J'en viens aux émissions de gaz à effet de serre. Les émissions de CO2 de la France ne connaissent pas une baisse très sensible. Dans les dernières années, la désindustrialisation a d'ailleurs pu jouer un rôle, alors que les émissions liées au transport n'ont pas bougé. Les industriels ne sont pas les seuls émetteurs de gaz à effet de serre : les transports ou le résidentiel tertiaire sont également de gros contributeurs.

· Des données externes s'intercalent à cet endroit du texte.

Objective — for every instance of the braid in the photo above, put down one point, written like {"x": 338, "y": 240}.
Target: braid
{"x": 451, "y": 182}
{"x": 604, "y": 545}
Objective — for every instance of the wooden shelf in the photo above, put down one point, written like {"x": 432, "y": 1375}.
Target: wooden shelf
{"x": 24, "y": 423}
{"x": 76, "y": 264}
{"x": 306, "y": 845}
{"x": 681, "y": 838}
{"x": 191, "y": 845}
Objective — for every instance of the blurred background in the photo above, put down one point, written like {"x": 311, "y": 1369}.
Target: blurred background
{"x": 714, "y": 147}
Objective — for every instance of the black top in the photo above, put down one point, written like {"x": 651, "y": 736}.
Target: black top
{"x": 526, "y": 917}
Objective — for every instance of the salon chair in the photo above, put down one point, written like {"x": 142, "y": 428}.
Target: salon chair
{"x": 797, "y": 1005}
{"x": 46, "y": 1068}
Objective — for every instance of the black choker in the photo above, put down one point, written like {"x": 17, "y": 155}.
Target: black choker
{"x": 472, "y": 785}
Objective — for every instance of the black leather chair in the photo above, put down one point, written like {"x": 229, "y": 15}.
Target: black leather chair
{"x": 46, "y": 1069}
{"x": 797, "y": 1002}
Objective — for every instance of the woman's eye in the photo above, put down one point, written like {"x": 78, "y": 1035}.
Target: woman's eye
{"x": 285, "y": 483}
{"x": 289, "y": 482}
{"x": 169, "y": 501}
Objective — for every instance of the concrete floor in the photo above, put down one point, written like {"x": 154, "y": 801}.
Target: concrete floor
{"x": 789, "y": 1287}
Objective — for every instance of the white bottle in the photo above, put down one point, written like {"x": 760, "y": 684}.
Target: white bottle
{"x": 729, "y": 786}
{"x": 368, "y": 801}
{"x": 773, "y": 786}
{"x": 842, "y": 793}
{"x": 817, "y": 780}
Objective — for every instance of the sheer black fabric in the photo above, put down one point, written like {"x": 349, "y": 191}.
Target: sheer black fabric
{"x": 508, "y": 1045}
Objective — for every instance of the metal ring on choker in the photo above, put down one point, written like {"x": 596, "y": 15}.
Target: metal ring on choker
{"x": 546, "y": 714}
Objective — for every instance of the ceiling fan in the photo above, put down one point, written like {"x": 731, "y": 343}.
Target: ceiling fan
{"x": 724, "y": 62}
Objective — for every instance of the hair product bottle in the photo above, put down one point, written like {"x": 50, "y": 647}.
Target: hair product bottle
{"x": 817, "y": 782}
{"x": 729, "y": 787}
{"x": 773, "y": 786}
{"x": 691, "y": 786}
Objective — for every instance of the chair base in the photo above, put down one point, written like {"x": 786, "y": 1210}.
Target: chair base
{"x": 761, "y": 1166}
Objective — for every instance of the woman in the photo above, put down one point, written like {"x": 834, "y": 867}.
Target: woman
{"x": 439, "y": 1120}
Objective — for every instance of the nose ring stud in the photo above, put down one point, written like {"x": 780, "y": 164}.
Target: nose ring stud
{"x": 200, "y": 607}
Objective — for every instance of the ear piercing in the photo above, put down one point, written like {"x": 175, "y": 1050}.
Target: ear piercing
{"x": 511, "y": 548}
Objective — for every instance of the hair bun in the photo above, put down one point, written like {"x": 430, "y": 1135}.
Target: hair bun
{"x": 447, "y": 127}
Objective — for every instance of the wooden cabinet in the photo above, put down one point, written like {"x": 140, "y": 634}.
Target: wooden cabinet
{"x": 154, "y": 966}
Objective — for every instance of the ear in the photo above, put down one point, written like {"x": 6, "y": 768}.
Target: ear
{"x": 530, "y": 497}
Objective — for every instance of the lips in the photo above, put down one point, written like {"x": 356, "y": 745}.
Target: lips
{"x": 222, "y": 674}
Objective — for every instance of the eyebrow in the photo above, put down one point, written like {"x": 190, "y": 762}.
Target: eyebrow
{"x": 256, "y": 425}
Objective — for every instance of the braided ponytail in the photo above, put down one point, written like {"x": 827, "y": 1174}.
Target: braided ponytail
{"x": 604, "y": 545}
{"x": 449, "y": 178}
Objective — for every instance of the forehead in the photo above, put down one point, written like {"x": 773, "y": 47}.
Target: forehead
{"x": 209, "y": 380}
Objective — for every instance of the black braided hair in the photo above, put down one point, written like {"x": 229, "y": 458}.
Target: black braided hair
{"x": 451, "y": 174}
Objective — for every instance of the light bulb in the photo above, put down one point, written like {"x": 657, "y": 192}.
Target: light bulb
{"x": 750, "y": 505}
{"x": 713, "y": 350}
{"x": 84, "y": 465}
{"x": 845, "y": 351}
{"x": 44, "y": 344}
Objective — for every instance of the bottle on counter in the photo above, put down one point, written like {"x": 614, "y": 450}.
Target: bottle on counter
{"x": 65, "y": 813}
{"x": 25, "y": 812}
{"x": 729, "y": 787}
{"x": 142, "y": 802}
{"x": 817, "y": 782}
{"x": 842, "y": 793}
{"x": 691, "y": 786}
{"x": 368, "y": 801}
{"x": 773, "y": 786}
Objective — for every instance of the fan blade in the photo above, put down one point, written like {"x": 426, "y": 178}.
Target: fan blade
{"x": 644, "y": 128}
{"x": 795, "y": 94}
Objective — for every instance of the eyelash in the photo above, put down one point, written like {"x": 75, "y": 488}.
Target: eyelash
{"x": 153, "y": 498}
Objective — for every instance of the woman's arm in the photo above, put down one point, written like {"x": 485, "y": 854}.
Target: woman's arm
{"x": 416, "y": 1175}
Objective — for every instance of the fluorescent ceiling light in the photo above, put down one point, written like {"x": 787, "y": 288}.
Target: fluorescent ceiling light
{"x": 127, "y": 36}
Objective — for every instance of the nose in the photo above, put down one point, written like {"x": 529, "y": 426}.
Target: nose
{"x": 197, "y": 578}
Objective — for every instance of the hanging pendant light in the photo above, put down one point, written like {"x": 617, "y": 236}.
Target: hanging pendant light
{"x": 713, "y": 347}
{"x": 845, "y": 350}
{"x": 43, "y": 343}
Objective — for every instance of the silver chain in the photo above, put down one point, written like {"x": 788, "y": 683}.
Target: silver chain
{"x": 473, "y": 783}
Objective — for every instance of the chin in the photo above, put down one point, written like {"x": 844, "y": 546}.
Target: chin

Pour finir, j'attire votre attention sur trois points qu'il convient de distinguer en matière de pollution : le niveau d'émissions que l'on mesure dans l'air, la concentration en polluants, qui dépend de plusieurs facteurs, et enfin le facteur d'exposition, très important dans les études épidémiologiques, qui ne peut se résumer au lieu de résidence. D'une manière générale, l'étude de la pollution reste un sujet très complexe sur lequel nous avons encore beaucoup de progrès à accomplir.
Je vous remercie, Monsieur le Président. Je passe la parole à madame la rapporteure.
Merci pour votre exposé. Je souhaite vous poser deux questions précises. Comment est financé le CITEPA ? Et quelle est la répartition de votre conseil d'administration ? J'ai noté votre insistance sur le fait que les secteurs des transports, du résidentiel et de l'agriculture étaient fortement émetteurs de pollution, tandis que, selon vos propos, les émissions de polluants émanant de l'industrie auraient considérablement diminué. Je voudrais ainsi connaître la composition de votre conseil d'administration.
Le CITEPA se finance en premier lieu à partir des études qu'il réalise. 50% à 60% de son financement provient ainsi de l'administration, et du Ministère de l'écologie, du développement durable et de l'énergie en particulier. Comme je vous l'ai indiqué, l'établissement de l'inventaire représente la moitié de notre activité. Les cotisations des adhérents représentent 8% de nos ressources.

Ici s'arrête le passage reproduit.